"An Author is Not Our Client"
Share
Olivia Roy
Assistant Editor, LitKanmani
That’s how my boss shut me up.
It was a post-lunch meeting, and we were struggling to keep our eyes open. Despite this, arguments were flying back and forth during our editorial meeting, a typical part of the editorial process in publishing. The team was not fully satisfied with the manuscript we had received, but my colleague and I saw potential in it. I went a little beyond just my usual editor’s saviour complex. I was trying to think of the company as a brand and looking at the investments at stake. I wanted to think of ways that would keep our “client” happy and forgot, for once, that our main focus is to produce and promote good, deserving literature. Not to simply chase the profits of publishing a work that may not meet our editorial standards, but just enough to be a matter of discussion.
Some books do become bestsellers and show signs of that even in their early developmental stages. But that doesn’t always mean they align with a publisher's vision or contribute to the kind of literary publishing we want to stand for.
And that’s when my boss reminded me of my job, which is to focus on the quality of work we are committing ourselves to. When a publisher signs a book deal with an author, it should be with the intention to build long-term author partnerships, not just push out books for the sake of it. That’s where publishing ethics come in.
Akshaya Mohan, founder of LitKanmani, words this investment as:
“The author is someone we invest in emotionally, financially, and with all our time and energy. It's not just their work that we adopt, but the person. Everything that they feel and experience becomes personal to us, too. We become friends, coworkers, confidantes, managers, investors, caretakers, coaches, and more.”
Two years into the job of an Assistant Editor, and I learnt a lesson that day: not to be swayed by potential alone.
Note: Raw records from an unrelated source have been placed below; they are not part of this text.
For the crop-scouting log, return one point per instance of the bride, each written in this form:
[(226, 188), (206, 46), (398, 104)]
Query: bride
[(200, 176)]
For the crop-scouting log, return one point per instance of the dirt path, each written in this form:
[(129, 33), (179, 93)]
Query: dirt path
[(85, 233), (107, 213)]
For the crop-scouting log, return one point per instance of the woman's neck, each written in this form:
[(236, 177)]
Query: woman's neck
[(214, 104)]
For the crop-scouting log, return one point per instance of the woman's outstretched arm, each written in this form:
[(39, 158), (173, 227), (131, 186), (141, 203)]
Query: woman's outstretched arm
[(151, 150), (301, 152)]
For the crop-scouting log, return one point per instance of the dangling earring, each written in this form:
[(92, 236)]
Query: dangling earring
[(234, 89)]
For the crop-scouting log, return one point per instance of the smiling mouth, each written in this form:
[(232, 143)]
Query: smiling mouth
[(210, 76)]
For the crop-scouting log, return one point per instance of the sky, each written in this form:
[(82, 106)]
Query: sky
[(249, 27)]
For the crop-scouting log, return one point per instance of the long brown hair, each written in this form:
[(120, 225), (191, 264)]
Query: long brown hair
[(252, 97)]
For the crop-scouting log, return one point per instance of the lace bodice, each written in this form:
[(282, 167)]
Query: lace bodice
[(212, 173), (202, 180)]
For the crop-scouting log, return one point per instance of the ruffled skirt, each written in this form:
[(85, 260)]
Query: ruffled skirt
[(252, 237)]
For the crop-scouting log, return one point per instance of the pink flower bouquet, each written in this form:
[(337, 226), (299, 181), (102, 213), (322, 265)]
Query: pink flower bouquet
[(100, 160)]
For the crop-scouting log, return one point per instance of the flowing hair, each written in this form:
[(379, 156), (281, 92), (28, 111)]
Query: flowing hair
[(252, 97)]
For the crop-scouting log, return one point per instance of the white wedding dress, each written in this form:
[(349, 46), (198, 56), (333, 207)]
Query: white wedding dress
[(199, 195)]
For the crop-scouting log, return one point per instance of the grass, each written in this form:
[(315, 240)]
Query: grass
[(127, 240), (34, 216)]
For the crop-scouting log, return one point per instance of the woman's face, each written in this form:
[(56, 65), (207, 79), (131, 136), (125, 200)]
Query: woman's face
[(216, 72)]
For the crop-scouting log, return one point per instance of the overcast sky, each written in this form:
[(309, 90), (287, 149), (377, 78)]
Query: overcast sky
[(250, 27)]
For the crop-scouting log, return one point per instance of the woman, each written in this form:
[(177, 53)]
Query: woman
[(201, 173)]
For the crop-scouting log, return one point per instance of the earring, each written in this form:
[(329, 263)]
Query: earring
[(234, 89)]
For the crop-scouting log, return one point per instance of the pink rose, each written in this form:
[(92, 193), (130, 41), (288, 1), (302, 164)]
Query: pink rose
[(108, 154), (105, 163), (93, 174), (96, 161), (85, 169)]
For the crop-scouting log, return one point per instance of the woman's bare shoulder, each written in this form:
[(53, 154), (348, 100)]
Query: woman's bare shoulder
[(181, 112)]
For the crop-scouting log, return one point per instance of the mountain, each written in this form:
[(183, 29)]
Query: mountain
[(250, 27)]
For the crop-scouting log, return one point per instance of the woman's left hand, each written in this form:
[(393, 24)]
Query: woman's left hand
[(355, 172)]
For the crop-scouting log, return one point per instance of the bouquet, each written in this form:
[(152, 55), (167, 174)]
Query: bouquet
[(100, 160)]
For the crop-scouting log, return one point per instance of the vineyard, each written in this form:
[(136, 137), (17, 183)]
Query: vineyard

We’re not in the business of churning out marketable content. We’re here to remain grounded while working with stories that genuinely represent voices that matter in the long run. If every author were seen as a client, then as publishers, we’d risk accepting manuscripts that don’t match our publishing standards, brand tone, or market strategy. That’s not how traditional publishing is meant to work.
This is what publishing integrity looks like, and it’s something that feels like it’s slowly disappearing from the industry. Publishers make careful, strategic decisions about what to acquire, edit, and promote—not just based on commercial gain, but on editorial judgement, market knowledge, and the overall direction of the imprint.
We’re not just choosing a book. We’re choosing to back a voice that can thrive in this ecosystem. That commitment extends far beyond paying advances or covering the costs of editing, design, printing, marketing, and distribution, often without any guarantees of return.
The substantial risk that a publisher takes sets the tone for a true author-publisher relationship. It is not transactional. It’s based on shared belief—betting on the success of both the book and the author. This financial and emotional commitment defines what it means to build an author’s career, not just release a product. Because getting published by a traditional publisher shouldn’t just mean “getting a book out”—it should mean finding someone who cares enough to be all-in, long before the first sale happens.